FilmLA president Paul Audley told Variety that a handful of film and TV projects have been shooting in Los Angeles, recently including pandemic drama “Songbird,” starring K.J. Apa and Sofia Carson with Michael Bay producing. Other features include “The Prom” and “7th & Union.” Reality shows include “Botched” and “The Masked Singer” (for parking), while TV dramas include “Love in the Time of Corona” and stage permits for “Snowfall” and “Big Shot.”
Audley said producers have been compliant with Los Angeles County’s required set safety protocols, known as Appendix J.
“It is not an exaggeration to say that there are few other industries seeking to reopen as responsibly as the film business,” noted Audley. “Hundreds of smaller projects have successfully applied safe set practices as outlined in state and local public health orders. Meanwhile, continuing dialogue between studio and labor representatives is driving focused attention to cast, crew and vendor safety and compliance.”
In mid-June, Hollywood’s major unions released extensive back-to-work guidelines for resuming production amid the pandemic, with a heavy emphasis on testing as they unveiled a 36-page report titled “The Safe Way Forward,” although overall agreements with the studios have not yet been hammered out. Around the same time, the state of California gave its blessing for film and TV production to resume, subject to approval from county public health authorities.

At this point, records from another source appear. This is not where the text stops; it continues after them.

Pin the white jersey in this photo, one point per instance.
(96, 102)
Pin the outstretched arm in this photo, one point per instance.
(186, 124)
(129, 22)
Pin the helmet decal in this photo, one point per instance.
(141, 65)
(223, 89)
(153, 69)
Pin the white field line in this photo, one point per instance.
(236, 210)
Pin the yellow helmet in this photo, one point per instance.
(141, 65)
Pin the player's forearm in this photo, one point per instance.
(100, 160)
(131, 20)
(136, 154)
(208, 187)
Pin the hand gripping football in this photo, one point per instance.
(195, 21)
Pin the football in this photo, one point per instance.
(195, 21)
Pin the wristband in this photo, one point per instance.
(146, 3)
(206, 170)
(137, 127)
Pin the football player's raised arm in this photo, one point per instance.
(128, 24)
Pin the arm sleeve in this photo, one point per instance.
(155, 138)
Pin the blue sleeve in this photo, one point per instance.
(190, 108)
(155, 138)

Audley said permits are being processed in about two or three days. Half of FilmLA’s staff of 108 was furloughed in early April and Audley noted that the agency has been hit financially by the slowdown since its operating revenues are derived from the permit fees.
He also said the agency has continued to receive occasional reports of illegal filming at the same levels as during pre-pandemic periods. That information is automatically passed on to the Los Angeles Police Department.
“As production continues to pick up, it’s essential that the hosting communities are assured about the industry’s commitment to safety,” added Audley. “Being closed to the public, the physical film production environment is among the safer work settings available to essential workers in California. The presence of a film company, working with a valid permit and adhering fully to County health orders, is something we hope local communities will welcome.”